When he was satisfied that the tilt was unoccupied he entered boldly and appropriated every skin of fur he found—not only all of Bob's, but also a few martens Bill had left there. No time was lost, for any accident might send Bill or one of the others here at an unexpected moment. The pelts were packed quickly but carefully into his hunting bag and within twenty minutes after his arrival he was retreating up the trail at a half run.

Some time after dark he reached the first tilt above the river, where he spent the night. Short cuts and fast travelling brought him on Sunday night to the tilt at the end of the trail where he had left Bob. He made quite certain that the lad had really gone on his caribou hunt, and then went boldly in and made himself as comfortable as he could for the night without a stove, for Bob had taken the stove with him, to heat his tent.

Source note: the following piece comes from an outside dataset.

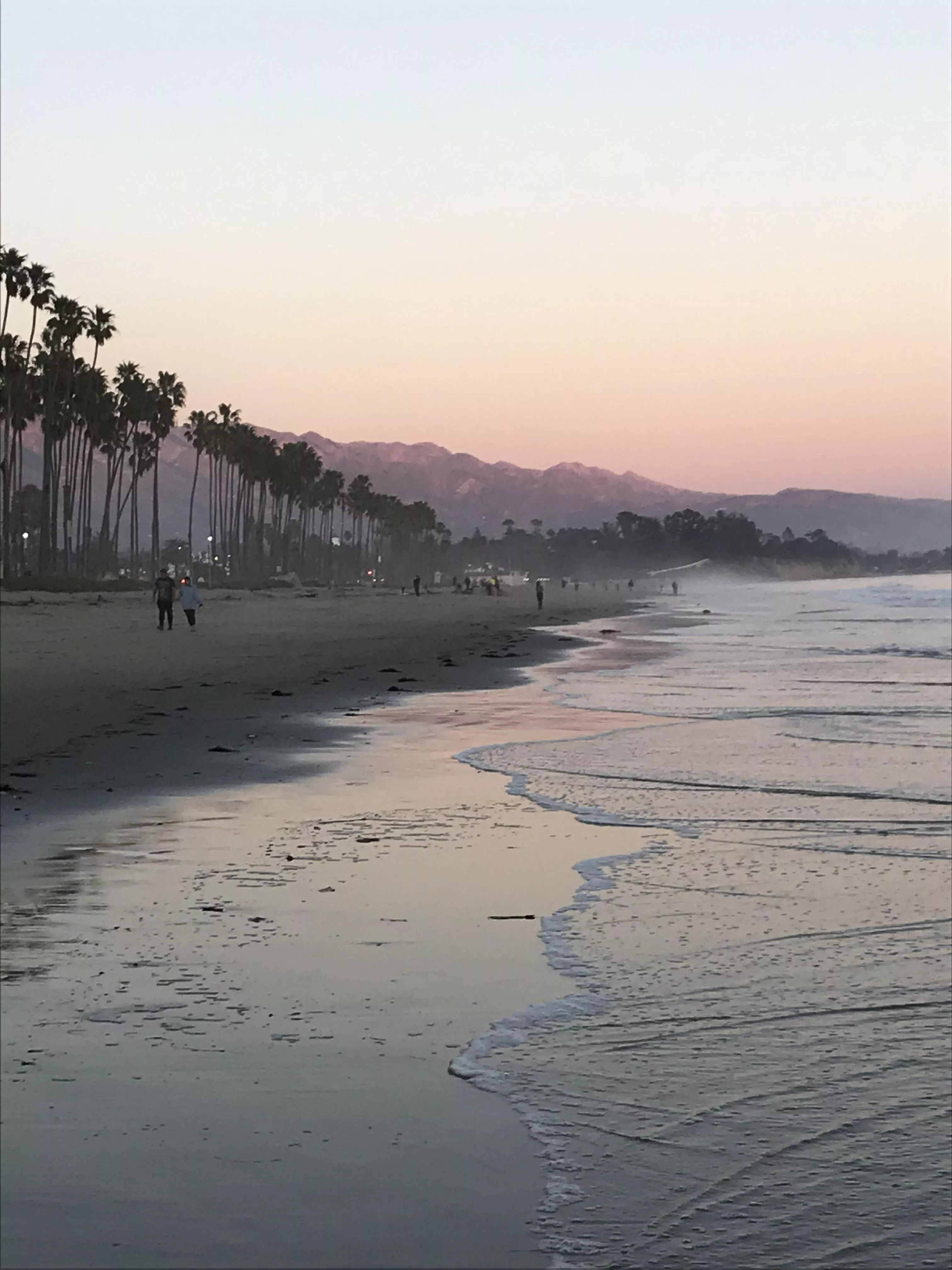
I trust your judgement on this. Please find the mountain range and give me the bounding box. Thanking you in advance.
[17,427,952,551]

"If he comes back t'-night and finds me here," he said, "I'll just tell him I changed my mind an' came back t' go on th' deer hunt. I'll lie t' him about what I got in my bag an' he'll never suspicion; he don't know enough."

Micmac John's work was not yet finished. He had arranged a full and complete revenge. Bob's hunt for caribou would carry him far away from the tilt and into a section where no searching party would be likely to go. The half-breed's plan was now to follow and shoot the lad from ambush. If by chance any one ever should find the body—which seemed a quite improbable happening—Bob's death would no doubt be laid at the door of the Nascaupee Indians.